Busquei alguns filmes biográficos de figuras brasileiras e o primeiro foi “Pelé: O Nascimento de uma Lenda”. Como um fã de futebol, acreditei que iria gostar do filme, e de fato, gostei, apesar de ele errar como outros já erraram.

Um breve resumo: o filme conta desde a infância de Pelé, Copa de 50, até a final da Copa de 58, cobrindo seus desafios no emprego do futebol arte, que era considerado o responsável pela derrota em 50.

A obra é bonita, tem apelo dramático bem empregado, porém, peca pelas incongruências históricas. Além da mudança em personagens e lances, o filme carece de realismo no que tange o futebol, durante o tempo em que a bola rola. Com isso resta um bom roteiro, o que não é fácil de fazer no caso de uma biografia, evidentemente óbvia em seus acontecimentos.

Parece até que os cabeças por trás do filme acham que o bom futebol é sair dando embaixadinhas até chegar ao gol adversário.
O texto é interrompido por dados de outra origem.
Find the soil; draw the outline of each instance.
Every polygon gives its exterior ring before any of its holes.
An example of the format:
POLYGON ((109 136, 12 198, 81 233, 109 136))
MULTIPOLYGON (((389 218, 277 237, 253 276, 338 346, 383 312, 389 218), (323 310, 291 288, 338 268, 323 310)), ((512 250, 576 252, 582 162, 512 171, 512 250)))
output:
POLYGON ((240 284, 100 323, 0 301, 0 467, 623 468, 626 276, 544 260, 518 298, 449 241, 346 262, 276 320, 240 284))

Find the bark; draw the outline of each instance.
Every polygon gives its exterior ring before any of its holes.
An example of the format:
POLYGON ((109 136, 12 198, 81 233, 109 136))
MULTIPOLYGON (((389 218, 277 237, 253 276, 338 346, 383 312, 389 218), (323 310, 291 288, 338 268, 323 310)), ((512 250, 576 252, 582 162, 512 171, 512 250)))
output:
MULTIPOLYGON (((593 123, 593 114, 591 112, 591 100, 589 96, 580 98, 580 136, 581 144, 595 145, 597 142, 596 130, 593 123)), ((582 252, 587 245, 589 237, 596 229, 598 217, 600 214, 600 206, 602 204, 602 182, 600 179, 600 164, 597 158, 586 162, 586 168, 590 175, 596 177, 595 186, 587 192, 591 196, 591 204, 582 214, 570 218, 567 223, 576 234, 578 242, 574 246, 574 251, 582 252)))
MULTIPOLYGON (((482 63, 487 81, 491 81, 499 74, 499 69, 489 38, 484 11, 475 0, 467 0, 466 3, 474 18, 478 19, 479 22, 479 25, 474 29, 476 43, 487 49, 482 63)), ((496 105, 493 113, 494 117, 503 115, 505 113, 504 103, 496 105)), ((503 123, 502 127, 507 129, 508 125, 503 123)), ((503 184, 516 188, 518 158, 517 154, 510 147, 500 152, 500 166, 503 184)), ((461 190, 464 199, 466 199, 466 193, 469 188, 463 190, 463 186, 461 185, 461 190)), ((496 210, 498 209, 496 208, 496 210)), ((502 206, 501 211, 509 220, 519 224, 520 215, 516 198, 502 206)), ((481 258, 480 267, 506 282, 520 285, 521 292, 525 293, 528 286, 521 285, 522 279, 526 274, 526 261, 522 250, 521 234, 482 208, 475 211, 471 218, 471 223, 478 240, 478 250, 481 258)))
O elemento “levantar a bola” é empregado de modo tão exaustivo, que chega a atravessar o limite de descrença e virar um show de freestyle, não mais partidas de futebol.

A americanização acaba criando um grande problema, muito pior do que a ambientação clichê, que é o uso exagerado da palavra “ginga”, como se fosse algo realmente místico. A explicação dada envolve herança africana, e, sem entrar em detalhes, parece tão irreal quanto a imagem de que todo brasileiro faz malabarismo com a bola no pé. Um filme sobre um brasileiro, feito de gringos para gringos. Se um conterrâneo nosso assistir, vai ter a sensação de ver elementos de paródia, em alguns momentos.

“Pelé” não é ruim, mas só funciona se visto como uma ficção, em vez de uma representação fidedigna dos fatos. Para quem já assistiu “Gol: O Sonho Impossível”, as cenas de campo são bem inferiores às de “Pelé”, mas a trajetória percorrida pelo Santiago soa mais real, o que empata a capacidade de ambos em entreter.

Me emocionei com eventos que sabia que iriam ocorrer, algo que provavelmente só ocorre com aqueles que gostam de futebol. Gostei da direção de arte, passou um ar de alegria compatível com a sensação que o personagem sentia enquanto fazia seus malabarismos com a bola. O conjunto da obra me satisfez.

Filme regular, pela capacidade de entreter, mas necessita de um público muito específico, os que não conhecem muito bem a história do Pelé, mas que sabem um pouco sobre ele. Um especialista veria muitos erros e um ignorante sobre futebol não compraria a ideia do sucesso absoluto do protagonista.